I can’t quit bright pink, but I don’t know if I want to.
I love PINK and it represents my fun, bubbly personality. It reminds me of art school with dyed hair and being called cute and spritely. I mean….that high school photo 😄.
I’m turning 40 this year.
There’s a settling and wisdom rolling over my life. It’s distinct and I’ve had three ages in my life when I felt distinctly different.
13 – Overnight I differentiated from my parents in a big way.
30 – I sat in front of the mirror, as a romantic relationship deteriorated beneath me, loving exactly what I saw. It was a new feeling to know I was ok was no matter what. And I knew without doubt I was beautiful in all ways, always.
And now 40 – There’s a maturity and I’m excited to see how that shows up in my clothes. So far it means noticing how a new, softer set of colors make me feel. And it’s meant exploring outside of a box I didn’t even realize I was in.

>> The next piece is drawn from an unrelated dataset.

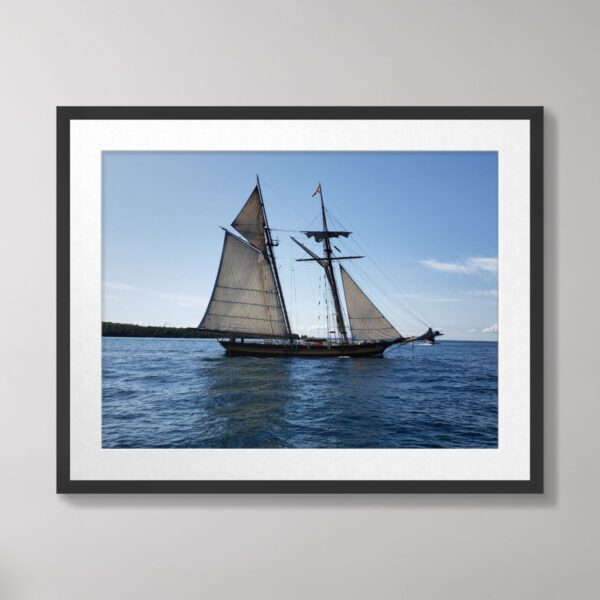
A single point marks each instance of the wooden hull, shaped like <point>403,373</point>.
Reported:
<point>304,350</point>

For example, I had the manager of a store where I shop for clients tell me she wanted to style me.
BOLD MOVE 😆.
I was so excited to be the client but told her she had to be cool with me not liking any of it. I’ve developed my sense of style with intention and know what I like. She’s badass and assured me that was fine.

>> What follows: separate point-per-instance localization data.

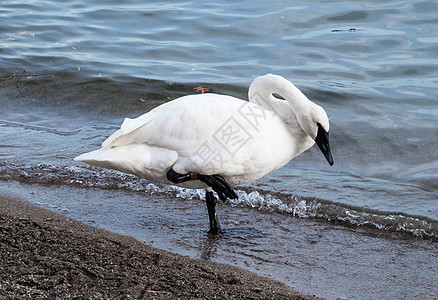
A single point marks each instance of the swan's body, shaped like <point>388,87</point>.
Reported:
<point>212,134</point>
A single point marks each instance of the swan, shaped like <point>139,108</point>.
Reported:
<point>214,141</point>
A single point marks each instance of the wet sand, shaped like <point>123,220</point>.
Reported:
<point>47,256</point>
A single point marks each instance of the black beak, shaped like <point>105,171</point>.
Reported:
<point>322,140</point>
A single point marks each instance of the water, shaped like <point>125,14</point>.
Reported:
<point>366,227</point>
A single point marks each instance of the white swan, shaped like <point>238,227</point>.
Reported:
<point>213,141</point>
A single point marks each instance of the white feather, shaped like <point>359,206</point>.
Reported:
<point>215,134</point>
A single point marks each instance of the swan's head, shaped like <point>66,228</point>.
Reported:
<point>316,125</point>
<point>311,117</point>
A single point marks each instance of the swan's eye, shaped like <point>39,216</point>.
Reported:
<point>278,96</point>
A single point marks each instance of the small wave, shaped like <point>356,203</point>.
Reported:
<point>295,205</point>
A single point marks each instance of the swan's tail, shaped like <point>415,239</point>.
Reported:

She had the dressing room decorated with full outfits specially chosen for me and something to sip on. Just like I do for my clients 😍.

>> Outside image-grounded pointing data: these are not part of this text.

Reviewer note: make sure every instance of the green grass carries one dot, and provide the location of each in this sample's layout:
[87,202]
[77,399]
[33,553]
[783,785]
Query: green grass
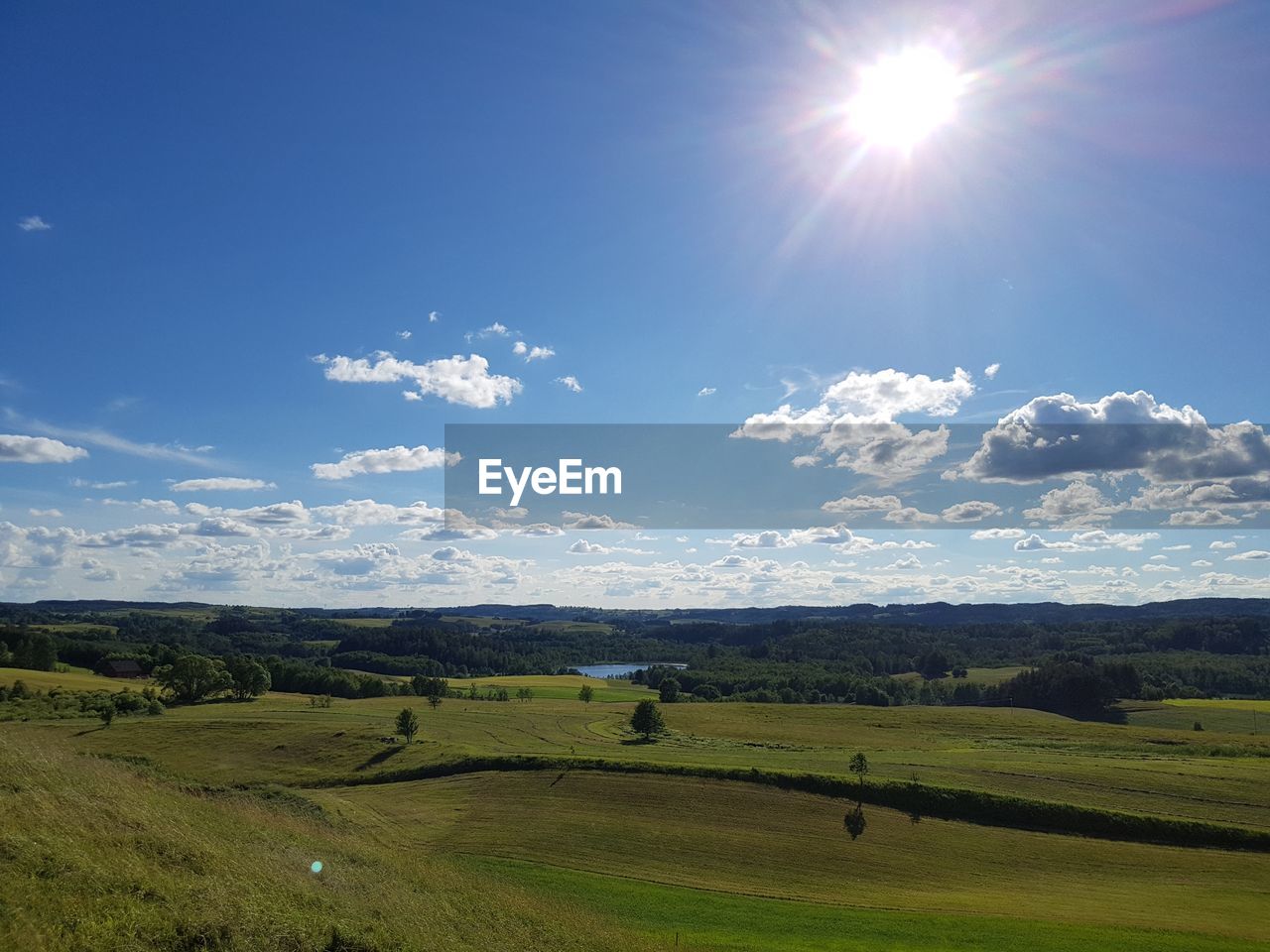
[587,860]
[744,839]
[76,679]
[728,923]
[96,857]
[1211,777]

I didn’t tell her what to do, humbling myself to her innovation and willing learning new things 😯.
While playing dress up I said what every client of mine has ever said, “I never would have picked this, but I love it.”
The clothes I came home in sat in the bag for a week. I liked them but they didn’t totally feel like me.
Yet.
By the time I hung them up, I was starting to love this new, visual version of me, and older pieces were looking stale and dated (representing a past me). Pink is still a staple but who knew an experimental maximalist had so many unexplored areas!?
Like all of us, this is an evolution, but I’m glad I was willing to play, and I’m excited for the mystery of 40 and who I’m becoming.